Opinion
106594
05-28-2015
Lisa A. Burgess, Indian Lake, for appellant. Glenn MacNeill, Acting District Attorney, Malone, for respondent.
Lisa A. Burgess, Indian Lake, for appellant.
Glenn MacNeill, Acting District Attorney, Malone, for respondent.
Before: PETERS, P.J., GARRY, EGAN JR. and LYNCH, JJ.
Opinion
LYNCH, J.Appeal from a judgment of the County Court of Franklin County (Main Jr., J.), rendered November 13, 2013, convicting defendant upon his plea of guilty of the crime of criminal sale of a controlled substance in the fourth degree (two counts).
In satisfaction of a four-count indictment, a pending charge of violating probation and other pending charges, defendant pleaded guilty to two counts of criminal sale of a controlled substance in the fourth degree and waived his right to appeal. County Court sentenced defendant, as a second felony offender, to concurrent prison terms of 2 ½ years, followed by three years of postrelease supervision, ordered restitution and imposed a $1,000 fine for each offense. Defendant appeals.
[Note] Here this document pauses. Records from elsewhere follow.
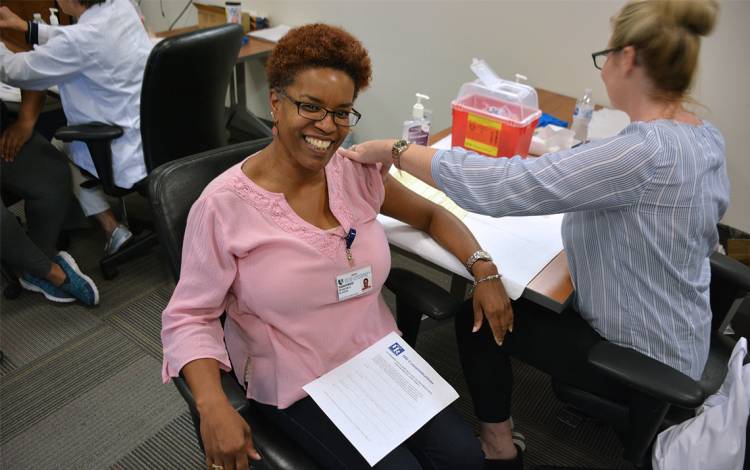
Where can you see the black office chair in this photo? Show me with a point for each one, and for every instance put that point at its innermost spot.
(661, 396)
(182, 113)
(173, 188)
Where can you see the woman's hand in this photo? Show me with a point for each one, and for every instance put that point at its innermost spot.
(491, 301)
(14, 138)
(372, 151)
(9, 20)
(227, 438)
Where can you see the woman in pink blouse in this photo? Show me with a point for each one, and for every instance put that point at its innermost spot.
(272, 241)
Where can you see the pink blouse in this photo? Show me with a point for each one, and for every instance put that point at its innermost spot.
(247, 252)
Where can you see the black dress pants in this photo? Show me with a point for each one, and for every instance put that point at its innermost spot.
(446, 442)
(41, 176)
(555, 343)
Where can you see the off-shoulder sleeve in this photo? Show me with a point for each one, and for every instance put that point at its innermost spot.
(601, 175)
(191, 328)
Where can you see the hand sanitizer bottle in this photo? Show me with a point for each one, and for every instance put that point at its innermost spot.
(582, 116)
(417, 129)
(53, 17)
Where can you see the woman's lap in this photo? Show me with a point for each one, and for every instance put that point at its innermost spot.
(445, 442)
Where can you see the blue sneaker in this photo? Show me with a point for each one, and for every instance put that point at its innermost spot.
(77, 284)
(46, 288)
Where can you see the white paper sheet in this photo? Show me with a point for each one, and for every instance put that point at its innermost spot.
(381, 396)
(607, 122)
(9, 93)
(270, 34)
(520, 246)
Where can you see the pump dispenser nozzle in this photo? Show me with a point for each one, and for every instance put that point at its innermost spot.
(53, 20)
(417, 111)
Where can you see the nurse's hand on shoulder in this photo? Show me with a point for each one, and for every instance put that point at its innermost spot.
(9, 20)
(372, 151)
(227, 438)
(492, 302)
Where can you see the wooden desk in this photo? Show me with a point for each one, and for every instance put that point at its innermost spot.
(552, 287)
(254, 49)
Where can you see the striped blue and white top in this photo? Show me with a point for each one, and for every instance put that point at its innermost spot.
(641, 210)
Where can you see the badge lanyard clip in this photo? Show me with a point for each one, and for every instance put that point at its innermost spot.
(349, 241)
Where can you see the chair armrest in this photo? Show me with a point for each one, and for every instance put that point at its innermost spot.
(728, 268)
(422, 295)
(89, 132)
(646, 375)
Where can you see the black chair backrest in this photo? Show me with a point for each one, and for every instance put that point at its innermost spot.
(174, 187)
(183, 95)
(730, 283)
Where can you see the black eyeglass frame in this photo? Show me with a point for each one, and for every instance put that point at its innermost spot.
(357, 115)
(604, 53)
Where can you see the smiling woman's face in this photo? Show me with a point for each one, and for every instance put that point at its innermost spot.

Contrary to defendant's contention, the record establishes that County Court separately addressed and explained the rights encompassed by the appeal waiver and then elicited from defendant that he understood and agreed to waive his right to appeal his conviction and sentence (see People v. Edie, 100 A.D.3d 1262, 1262, 954 N.Y.S.2d 683 [2012] ). As such, we find that defendant knowingly, voluntarily and intelligently waived his right to appeal (see People v. Santana, 95 A.D.3d 1503, 1503, 944 N.Y.S.2d 406 [2012] ). Furthermore, as the record reflects that defendant was informed during the plea colloquy that a fine up to $5,000 could be imposed as part of the sentence, the valid appeal waiver precludes defendant's challenge to the severity of the fine imposed (see People v. Campo, 125 A.D.3d 1058, 1059, 999 N.Y.S.2d 774 [2015] ; People v. Oginski, 123 A.D.3d 1303, 1303, 996 N.Y.S.2d 799 [2014] ; see also People v. Anderson, 99 A.D.3d 1034, 1035, 952 N.Y.S.2d 305 [2012], lv. denied 20 N.Y.3d 1009, 960 N.Y.S.2d 352, 984 N.E.2d 327 [2013] ).
ORDERED that the judgment is affirmed.
PETERS, P.J., GARRY and EGAN JR., JJ., concur.